Потом тот, что был пониже ростом, вынул изо рта жвачку, не спеша приклеил ее к перилам моста, сказал дружку:
– Говорил же тебе, б…! – И быстро прошмыгнув мимо меня, направился к домам, прозванным у нас «цековскими», «кагэбэвскими». За ним, втянув шею в воротник, поплелся и второй. Узнали, спасибо.
Дома рассказывал жене и дочери о случившемся и потягивал пивко, которое проглатывал с трудом – мешал комок в горле…
Сентиментально? Да уж чего сентиментальнее… Почему же так неуютно живется нам? Не оттого ли, что с рынком одни резко обогатились, другие – страшно обнищали?
Не оттого ли, что прилавки запестрели импортным чтивом, сцена и экран развлекаловкой, эстрада оглушает громкой и пошлой музыкой? Неужели таким путем будем возрождать духовность?!
Всё! К чертям собачьим всякие волнения! Сказали же врачи: «При вашем диабете…»
И все же… как будем поднимать Россию?.. И кто?..
Кто ваши дети?
«Ваши дети пошли по вашим стопам?» Этот вопрос мне не раз задавали вслух из зала. А вот вопросы, которые предпочитают задавать в записках: «Актеры устраивают своих отпрысков во ВГИК по блату?», «Зачем бездарных детей актеры тянут на экран, на эстраду?»
Утверждать, что такие иронично-ядовитые вопросы задаются без оснований, не буду. Отвечать только «да» или только «нет» – погрешить против истины: в жизни бывает и так, и этак…
Но не видеть того, что наше искусство обогатили своим талантом дети выдающихся мастеров, – несправедливо.
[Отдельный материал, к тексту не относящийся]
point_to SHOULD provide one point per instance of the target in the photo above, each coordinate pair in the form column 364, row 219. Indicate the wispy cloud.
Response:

Вот, почти не задумываясь, называю: Мария Владимировна Миронова – Андрей Миронов, Рубен Николаевич Симонов – Евгений Симонов, Александр Николаевич Вертинский – Анастасия и Марианна Вертинские, Алексей Дмитриевич Попов – Андрей Попов, Аркадий Исаакович Райкин – Константин Райкин, Евгений Александрович Евстигнеев – Денис Евстигнеев…
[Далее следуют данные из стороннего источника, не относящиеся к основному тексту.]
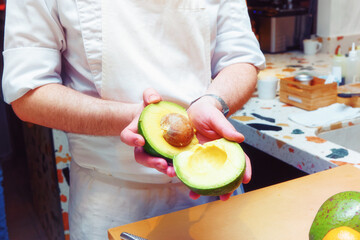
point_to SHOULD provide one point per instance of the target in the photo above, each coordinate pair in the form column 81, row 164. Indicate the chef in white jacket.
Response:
column 89, row 67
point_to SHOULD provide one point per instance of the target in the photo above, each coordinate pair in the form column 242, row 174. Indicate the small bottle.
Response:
column 339, row 61
column 352, row 66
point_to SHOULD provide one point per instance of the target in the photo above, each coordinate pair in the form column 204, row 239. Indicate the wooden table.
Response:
column 282, row 211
Правда, список таких счастливых родителей значительно короче другого списка. Списка родителей, страдающих оттого, что они в свое время заставили идти по своим стопам собственных чад, вовсе не предрасположенных к этой профессии. И сколько же из-за этого случилось человеческих трагедий, сколько оказалось несложившихся творческих судеб, сколько появилось неудачников, обвиняющих в своих бедах кого угодно, только не себя!..
Работая во ВГИКе, я испытал немало штурмовых натисков на себя и своих ассистентов со стороны известных коллег. Тут было все: и мольбы, и слезы, и угрозы!
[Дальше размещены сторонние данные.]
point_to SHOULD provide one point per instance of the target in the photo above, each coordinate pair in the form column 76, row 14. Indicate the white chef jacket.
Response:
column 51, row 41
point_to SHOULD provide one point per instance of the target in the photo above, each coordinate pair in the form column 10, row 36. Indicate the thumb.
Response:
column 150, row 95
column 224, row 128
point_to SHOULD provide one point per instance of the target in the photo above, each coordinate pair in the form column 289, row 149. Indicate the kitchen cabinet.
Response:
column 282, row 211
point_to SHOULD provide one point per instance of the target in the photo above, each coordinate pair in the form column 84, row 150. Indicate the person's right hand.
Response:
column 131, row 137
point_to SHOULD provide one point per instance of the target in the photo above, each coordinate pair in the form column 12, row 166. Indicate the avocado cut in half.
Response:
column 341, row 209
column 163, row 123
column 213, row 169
А спустя десяток лет с удовлетворением думал: «Как здорово, что удалось избавить родителей от мучений, а молодых людей от злобы, зависти к преуспевающим сверстникам».
И вот что поразительно: никто из неудачников не хотел признаться самому себе, что профессию он приобрел по недоразумению. Отсюда вечное нытье: не та роль (хотя и такое бывает), не тот режиссер (и это случается), не тот партнер (тоже бывает)… Если в театре не дают ролей, а в кино не приглашают – это чьи-то интриги!